Sample Compatibility & Compliance
The JS94K2-3H20X supports broad material compatibility across industrial and academic research domains. It accommodates particles from 0.2 µm to 50 µm in diameter—including metal oxides (TiO₂, SiO₂), polymeric nanoparticles (PLGA, PS), liposomes, protein aggregates, clay minerals, and pigment dispersions—in both aqueous buffers (pH 1.6–13.0) and low-conductivity organic solvents (e.g., ethanol, THF, DMF). Its methodology satisfies metrological traceability requirements outlined in GB/T 32668–2016 and aligns with internationally recognized principles referenced in ISO 13099-2 (Colloidal systems — Methods for zeta-potential determination — Part 2: Optical methods). While not inherently 21 CFR Part 11 compliant out-of-the-box, audit trails, electronic signatures, and raw data export (TIFF, CSV, XML) are supported via optional software modules suitable for GLP/GMP environments upon validation.
Software & Data Management
The instrument is operated via POWEREACH’s proprietary ZetaView™ acquisition and analysis suite, installed on a factory-configured Dell workstation (Windows OS, Intel Core i5 or higher, 16 GB RAM, SSD). The software implements automated particle tracking across four sequential bidirectional frames, computes electrophoretic mobility histograms, applies Smoluchowski correction for aqueous systems (κa > 20), and exports zeta potential distributions with statistical descriptors (mean, SD, PDI). All raw image sequences, parameter logs, and calibration records are stored in timestamped project folders with MD5 checksums. Batch processing, report generation (PDF/DOCX), and export to LIMS-compatible formats (ASTM E1447, ISO/IEC 17025 metadata schema) are supported. Software updates are provided free of charge for the lifetime of the instrument.
Applications
This analyzer serves critical roles in formulation science and interfacial characterization workflows. In cosmetics R&D, it quantifies surface charge stability of nanoemulsions and polymeric micelles across pH gradients. In mineral processing, it determines optimal dispersant dosage for flotation slurries by mapping zeta potential vs. reagent concentration. In pharmaceutical development, it assesses colloidal stability of mRNA-LNPs and predicts aggregation onset during lyophilization cycle design. Academically, it is widely adopted for teaching electrokinetics, colloid chemistry, and soft matter physics—particularly where visual verification of electrophoretic behavior is pedagogically essential. Additional use cases include inkjet ink rheology optimization, battery slurry zeta mapping, membrane fouling mechanism studies, and environmental colloidal transport modeling.
FAQ
What is the minimum particle size resolvable by the JS94K2-3H20X?

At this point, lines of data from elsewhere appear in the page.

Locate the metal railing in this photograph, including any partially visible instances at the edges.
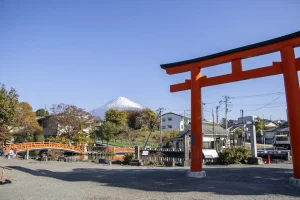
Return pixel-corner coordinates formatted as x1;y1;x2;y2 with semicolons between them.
5;142;85;153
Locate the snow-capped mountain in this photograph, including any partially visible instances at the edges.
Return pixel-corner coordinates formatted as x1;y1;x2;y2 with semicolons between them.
91;97;143;118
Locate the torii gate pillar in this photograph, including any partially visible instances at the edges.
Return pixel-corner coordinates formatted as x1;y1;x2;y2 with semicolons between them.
188;68;206;178
280;46;300;181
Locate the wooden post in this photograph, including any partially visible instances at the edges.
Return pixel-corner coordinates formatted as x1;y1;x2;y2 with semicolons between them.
188;68;205;177
280;46;300;179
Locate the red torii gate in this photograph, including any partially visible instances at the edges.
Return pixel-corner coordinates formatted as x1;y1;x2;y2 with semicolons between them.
161;31;300;180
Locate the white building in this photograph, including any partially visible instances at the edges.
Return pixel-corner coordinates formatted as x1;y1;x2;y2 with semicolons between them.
238;116;257;124
162;112;190;131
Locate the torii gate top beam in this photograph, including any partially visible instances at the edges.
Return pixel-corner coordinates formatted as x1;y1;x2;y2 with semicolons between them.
161;31;300;74
161;31;300;92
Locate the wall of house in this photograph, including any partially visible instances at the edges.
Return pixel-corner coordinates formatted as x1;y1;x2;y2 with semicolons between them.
162;113;184;131
238;116;257;124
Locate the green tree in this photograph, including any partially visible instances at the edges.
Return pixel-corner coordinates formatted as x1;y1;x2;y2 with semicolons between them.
35;108;49;117
105;108;127;128
0;83;19;139
34;133;45;142
127;108;159;130
233;128;242;140
49;103;96;140
95;121;119;145
255;117;264;137
162;130;180;142
220;118;226;128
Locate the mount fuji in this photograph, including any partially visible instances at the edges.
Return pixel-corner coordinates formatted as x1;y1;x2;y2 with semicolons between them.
90;97;144;118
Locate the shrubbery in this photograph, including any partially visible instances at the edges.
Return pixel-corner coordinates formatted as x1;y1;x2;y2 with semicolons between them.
217;146;251;164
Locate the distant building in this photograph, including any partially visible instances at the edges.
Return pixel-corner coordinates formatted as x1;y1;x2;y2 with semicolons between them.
238;116;257;124
162;112;190;131
263;122;290;144
173;122;228;149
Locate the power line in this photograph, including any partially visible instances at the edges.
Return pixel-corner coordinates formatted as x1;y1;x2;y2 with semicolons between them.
230;92;285;99
255;93;285;110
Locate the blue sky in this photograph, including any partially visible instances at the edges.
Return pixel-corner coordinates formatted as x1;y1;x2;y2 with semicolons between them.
0;0;300;119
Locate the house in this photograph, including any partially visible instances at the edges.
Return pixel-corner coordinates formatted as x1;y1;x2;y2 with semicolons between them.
173;122;228;149
263;122;289;144
36;115;91;139
162;112;190;131
238;116;257;124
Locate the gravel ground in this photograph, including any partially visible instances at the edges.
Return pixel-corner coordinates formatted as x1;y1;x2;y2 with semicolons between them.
0;157;300;200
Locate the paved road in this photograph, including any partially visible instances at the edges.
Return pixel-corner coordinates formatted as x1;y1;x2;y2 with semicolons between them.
0;158;300;200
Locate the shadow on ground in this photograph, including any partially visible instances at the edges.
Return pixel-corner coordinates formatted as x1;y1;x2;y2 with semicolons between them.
9;166;300;197
0;179;11;185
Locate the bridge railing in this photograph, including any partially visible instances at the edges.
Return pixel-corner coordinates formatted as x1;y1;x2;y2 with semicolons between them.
105;147;134;153
5;142;84;153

Particles as small as 0.2 µm can be reliably tracked under optimal contrast conditions (e.g., TiO₂ in water at pH 4–9); detection sensitivity depends on refractive index mismatch and staining—not instrument hardware limits.

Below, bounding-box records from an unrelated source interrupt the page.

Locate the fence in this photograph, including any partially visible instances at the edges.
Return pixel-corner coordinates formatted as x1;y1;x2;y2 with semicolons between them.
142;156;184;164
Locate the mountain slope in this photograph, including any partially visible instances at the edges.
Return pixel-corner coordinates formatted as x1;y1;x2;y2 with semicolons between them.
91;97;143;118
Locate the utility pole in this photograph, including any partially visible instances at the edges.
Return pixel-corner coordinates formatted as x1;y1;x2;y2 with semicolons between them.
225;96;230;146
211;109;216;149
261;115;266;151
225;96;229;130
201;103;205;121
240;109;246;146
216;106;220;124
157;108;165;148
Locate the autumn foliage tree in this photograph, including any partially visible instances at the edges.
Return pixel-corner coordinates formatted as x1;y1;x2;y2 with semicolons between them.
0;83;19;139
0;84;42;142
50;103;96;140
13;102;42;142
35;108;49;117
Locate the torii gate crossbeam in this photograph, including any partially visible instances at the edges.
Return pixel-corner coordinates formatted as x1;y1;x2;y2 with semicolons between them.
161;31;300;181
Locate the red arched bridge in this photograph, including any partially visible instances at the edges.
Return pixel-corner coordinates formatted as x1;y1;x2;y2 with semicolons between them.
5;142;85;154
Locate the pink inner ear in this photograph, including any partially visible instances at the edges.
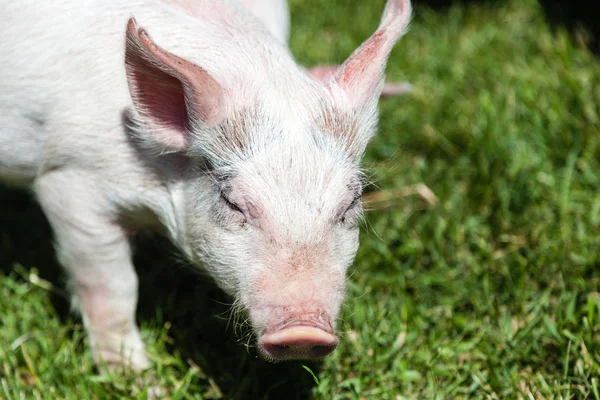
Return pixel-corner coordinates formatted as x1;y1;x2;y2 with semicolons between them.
131;51;188;134
338;30;385;85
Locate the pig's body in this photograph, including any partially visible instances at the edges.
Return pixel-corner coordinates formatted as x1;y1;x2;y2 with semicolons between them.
0;0;294;186
0;0;410;368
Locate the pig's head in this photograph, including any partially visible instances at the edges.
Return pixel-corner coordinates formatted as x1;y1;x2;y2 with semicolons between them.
126;0;411;359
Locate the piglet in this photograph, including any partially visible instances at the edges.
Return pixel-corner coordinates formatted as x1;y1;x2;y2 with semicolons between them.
0;0;411;369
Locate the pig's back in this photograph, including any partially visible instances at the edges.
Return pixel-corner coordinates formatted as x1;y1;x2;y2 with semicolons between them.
0;0;286;183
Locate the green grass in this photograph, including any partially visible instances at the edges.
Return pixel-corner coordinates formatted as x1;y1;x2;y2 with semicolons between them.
0;0;600;399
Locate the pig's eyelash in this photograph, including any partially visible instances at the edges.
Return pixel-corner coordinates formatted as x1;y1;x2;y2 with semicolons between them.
346;193;362;212
221;192;244;214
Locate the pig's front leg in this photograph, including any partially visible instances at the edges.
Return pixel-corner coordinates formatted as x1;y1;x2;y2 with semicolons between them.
35;170;149;370
307;65;412;97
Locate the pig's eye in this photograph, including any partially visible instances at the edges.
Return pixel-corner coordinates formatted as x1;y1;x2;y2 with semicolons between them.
221;193;244;215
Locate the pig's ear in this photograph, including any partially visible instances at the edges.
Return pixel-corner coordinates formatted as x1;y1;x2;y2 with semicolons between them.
330;0;412;107
125;18;224;151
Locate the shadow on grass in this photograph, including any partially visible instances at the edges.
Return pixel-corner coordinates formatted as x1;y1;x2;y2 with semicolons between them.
0;186;320;399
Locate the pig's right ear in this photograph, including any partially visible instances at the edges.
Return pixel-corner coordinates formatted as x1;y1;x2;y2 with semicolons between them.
331;0;412;107
125;18;224;152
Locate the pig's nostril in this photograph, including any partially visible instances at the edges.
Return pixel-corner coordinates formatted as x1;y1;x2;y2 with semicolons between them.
310;345;335;358
261;326;338;360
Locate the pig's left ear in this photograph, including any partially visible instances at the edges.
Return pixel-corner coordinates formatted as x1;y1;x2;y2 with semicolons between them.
125;18;224;152
330;0;412;107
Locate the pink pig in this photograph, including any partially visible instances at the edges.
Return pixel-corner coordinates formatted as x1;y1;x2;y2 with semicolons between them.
0;0;411;369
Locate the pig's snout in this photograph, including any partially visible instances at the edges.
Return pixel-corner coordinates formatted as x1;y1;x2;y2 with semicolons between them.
261;326;338;360
259;312;338;360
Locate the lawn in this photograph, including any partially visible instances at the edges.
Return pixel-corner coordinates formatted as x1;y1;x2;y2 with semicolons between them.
0;0;600;400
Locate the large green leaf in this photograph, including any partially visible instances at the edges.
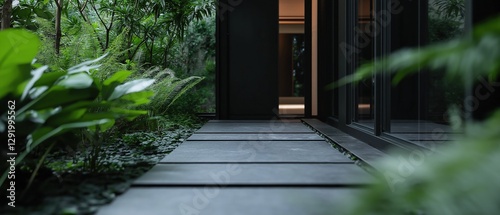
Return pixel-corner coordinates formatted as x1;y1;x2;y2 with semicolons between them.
101;71;132;98
0;29;40;98
122;90;155;105
21;66;49;100
18;86;99;113
57;73;94;89
107;79;155;101
0;29;40;68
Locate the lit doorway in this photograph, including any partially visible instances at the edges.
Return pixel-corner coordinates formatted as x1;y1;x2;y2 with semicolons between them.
278;0;309;117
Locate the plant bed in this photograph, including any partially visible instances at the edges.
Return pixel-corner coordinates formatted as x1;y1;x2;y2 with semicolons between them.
0;127;197;215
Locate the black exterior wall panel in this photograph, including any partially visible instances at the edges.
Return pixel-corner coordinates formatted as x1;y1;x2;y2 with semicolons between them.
217;0;278;119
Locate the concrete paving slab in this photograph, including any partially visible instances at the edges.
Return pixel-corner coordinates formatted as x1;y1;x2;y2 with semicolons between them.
97;187;361;215
187;133;324;141
134;163;374;186
197;122;314;133
160;141;352;163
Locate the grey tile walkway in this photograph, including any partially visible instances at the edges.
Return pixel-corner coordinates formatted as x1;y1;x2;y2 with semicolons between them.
134;163;371;186
98;187;359;215
98;121;373;215
161;140;352;163
187;133;323;141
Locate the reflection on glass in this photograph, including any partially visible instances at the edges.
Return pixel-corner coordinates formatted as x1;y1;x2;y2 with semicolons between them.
386;0;465;148
353;0;375;127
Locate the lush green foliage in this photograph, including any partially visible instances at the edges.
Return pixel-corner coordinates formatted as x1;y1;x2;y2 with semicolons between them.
340;15;500;215
0;30;154;186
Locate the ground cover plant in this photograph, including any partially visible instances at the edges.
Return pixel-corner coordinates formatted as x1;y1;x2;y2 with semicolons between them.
0;0;215;214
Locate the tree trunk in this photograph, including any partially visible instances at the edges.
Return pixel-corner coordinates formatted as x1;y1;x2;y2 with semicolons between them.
54;0;64;55
1;0;12;30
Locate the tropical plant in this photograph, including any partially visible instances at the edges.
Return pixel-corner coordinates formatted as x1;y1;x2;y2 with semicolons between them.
336;14;500;215
0;29;154;187
433;0;465;18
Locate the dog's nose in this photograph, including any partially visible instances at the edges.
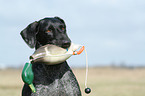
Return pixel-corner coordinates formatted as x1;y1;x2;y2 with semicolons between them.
62;41;71;48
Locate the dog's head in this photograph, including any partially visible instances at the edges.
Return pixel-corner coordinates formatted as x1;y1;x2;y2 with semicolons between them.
21;17;71;49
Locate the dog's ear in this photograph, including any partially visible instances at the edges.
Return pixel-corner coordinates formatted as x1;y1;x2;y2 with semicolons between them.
54;16;65;24
20;21;38;48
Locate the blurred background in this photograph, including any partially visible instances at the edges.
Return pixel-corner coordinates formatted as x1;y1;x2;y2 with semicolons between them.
0;0;145;67
0;0;145;96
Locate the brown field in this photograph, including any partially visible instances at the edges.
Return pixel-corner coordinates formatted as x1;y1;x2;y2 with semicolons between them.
0;67;145;96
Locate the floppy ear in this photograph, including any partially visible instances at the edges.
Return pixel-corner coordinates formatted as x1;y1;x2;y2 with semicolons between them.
54;16;65;24
20;21;38;48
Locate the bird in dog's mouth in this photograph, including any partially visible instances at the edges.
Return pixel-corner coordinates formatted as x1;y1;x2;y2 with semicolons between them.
30;43;84;65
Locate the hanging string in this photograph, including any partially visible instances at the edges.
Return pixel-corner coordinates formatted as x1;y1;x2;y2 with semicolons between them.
85;49;88;88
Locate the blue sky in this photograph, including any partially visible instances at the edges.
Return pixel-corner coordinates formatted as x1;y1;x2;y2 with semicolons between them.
0;0;145;67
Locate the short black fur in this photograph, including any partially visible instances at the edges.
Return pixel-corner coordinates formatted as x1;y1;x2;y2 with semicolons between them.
21;17;81;96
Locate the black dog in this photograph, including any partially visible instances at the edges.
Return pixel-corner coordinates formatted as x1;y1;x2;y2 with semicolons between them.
21;17;81;96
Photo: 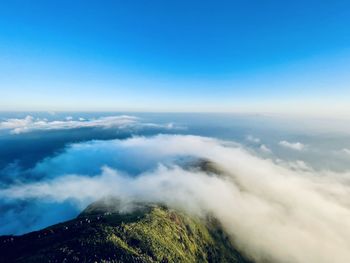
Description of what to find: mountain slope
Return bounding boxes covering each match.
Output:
[0,202,252,263]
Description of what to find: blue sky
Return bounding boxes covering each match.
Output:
[0,0,350,116]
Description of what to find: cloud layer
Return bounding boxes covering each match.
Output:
[0,135,350,263]
[0,115,173,134]
[279,141,305,151]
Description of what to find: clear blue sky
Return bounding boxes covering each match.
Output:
[0,0,350,114]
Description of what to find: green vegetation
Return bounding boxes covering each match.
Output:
[0,203,252,262]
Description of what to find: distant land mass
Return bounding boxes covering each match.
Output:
[0,200,251,263]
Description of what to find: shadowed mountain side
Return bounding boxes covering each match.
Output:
[0,201,252,263]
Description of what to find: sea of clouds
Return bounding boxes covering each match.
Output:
[0,135,350,263]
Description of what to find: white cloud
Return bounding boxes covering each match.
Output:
[0,115,174,134]
[246,135,260,143]
[279,141,306,151]
[259,144,272,153]
[0,135,350,263]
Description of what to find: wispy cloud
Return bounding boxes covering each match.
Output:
[0,135,350,263]
[245,135,260,143]
[0,115,178,134]
[259,144,272,153]
[279,141,306,151]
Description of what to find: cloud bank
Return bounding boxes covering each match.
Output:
[0,115,174,134]
[279,141,306,151]
[0,135,350,263]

Does the system require external calibration standards?
Yes—certified polystyrene latex (PSL) standards (e.g., Duke Scientific NIST-traceable 1.0 µm and 3.0 µm) are recommended for mobility calibration prior to routine use.
Can the instrument measure zeta potential in non-aqueous media?

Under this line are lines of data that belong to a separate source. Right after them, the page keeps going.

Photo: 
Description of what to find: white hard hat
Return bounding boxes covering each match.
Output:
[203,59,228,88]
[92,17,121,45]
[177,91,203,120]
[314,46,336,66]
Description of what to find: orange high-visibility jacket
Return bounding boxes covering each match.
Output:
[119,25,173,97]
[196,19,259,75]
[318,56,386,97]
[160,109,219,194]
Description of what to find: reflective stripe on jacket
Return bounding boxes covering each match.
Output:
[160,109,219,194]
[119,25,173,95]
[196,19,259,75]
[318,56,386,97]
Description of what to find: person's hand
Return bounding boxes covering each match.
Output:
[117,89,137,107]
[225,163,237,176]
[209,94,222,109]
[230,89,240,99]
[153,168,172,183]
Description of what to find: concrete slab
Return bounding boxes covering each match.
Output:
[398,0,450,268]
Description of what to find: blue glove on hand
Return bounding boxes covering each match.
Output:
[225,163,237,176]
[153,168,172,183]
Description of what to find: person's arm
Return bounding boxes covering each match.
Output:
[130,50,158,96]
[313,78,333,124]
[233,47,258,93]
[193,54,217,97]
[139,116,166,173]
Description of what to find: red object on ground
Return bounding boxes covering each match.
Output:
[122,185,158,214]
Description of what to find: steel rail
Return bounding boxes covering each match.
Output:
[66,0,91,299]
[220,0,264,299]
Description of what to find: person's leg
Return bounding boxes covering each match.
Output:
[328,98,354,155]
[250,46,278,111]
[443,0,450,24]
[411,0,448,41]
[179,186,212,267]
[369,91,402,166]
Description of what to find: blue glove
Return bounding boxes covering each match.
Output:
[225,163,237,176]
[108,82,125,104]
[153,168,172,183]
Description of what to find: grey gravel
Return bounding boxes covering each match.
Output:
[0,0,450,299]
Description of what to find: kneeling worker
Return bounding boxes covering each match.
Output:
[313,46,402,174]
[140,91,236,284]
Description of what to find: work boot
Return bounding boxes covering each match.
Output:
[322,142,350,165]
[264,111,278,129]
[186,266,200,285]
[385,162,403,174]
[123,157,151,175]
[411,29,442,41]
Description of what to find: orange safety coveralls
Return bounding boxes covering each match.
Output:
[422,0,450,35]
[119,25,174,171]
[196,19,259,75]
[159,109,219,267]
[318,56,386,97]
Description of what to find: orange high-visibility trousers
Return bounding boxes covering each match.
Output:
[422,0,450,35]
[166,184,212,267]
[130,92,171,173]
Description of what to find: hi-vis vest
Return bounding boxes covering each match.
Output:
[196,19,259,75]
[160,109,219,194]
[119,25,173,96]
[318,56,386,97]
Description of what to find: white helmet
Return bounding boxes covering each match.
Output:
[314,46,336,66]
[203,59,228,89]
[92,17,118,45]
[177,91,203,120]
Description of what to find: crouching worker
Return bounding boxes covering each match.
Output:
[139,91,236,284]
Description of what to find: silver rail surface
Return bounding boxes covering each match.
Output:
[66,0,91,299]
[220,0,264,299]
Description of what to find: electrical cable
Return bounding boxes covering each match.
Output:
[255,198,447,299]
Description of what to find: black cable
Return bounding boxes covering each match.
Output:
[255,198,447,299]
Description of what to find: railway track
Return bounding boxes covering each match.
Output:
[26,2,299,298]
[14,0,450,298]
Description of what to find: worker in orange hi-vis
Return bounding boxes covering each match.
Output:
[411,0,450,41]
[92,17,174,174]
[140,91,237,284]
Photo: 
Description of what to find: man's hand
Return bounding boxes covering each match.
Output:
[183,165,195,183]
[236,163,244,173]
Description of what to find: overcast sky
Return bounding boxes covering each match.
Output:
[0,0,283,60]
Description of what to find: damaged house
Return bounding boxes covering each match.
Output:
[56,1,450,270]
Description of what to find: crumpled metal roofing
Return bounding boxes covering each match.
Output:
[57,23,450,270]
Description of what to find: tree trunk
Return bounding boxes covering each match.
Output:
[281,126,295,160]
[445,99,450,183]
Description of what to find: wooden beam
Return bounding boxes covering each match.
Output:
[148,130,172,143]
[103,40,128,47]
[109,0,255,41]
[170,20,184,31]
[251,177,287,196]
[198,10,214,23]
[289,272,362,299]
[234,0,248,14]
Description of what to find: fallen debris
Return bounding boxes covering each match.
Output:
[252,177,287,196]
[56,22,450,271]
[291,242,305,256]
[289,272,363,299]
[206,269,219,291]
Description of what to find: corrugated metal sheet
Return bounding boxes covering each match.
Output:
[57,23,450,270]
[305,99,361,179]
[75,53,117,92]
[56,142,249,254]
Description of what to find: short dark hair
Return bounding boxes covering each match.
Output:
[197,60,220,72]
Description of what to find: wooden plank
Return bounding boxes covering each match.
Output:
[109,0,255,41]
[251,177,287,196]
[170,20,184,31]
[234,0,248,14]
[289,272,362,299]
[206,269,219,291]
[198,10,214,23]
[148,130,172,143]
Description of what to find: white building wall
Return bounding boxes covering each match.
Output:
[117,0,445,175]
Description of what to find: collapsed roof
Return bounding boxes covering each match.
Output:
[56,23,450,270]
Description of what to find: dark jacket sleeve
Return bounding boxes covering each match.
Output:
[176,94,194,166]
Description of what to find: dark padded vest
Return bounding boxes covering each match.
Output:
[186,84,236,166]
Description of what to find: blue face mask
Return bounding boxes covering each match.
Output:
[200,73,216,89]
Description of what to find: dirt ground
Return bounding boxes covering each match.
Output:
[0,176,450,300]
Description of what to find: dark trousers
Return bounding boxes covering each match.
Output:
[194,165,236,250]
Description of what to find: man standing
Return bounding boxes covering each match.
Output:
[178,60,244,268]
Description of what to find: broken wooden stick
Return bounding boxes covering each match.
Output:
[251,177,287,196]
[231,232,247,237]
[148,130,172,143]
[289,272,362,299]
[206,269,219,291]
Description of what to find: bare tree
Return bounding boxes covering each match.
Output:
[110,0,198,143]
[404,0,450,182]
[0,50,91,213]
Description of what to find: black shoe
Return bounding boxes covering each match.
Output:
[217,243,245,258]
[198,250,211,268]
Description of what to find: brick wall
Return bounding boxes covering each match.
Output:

Yes—provided the solvent exhibits sufficient conductivity (>10 µS/cm) and optical clarity; common organic media include ethanol/water mixtures, acetone, and low-viscosity esters.
Is the software compatible with macOS or Linux?
No—the ZetaView™ suite is Windows-only; virtualization or dual-boot configurations are unsupported and invalidate warranty coverage.
How is temperature controlled during measurement?
The system monitors ambient temperature only; active thermostating requires an external recirculating chiller or climate-controlled lab environment (20–25 °C recommended).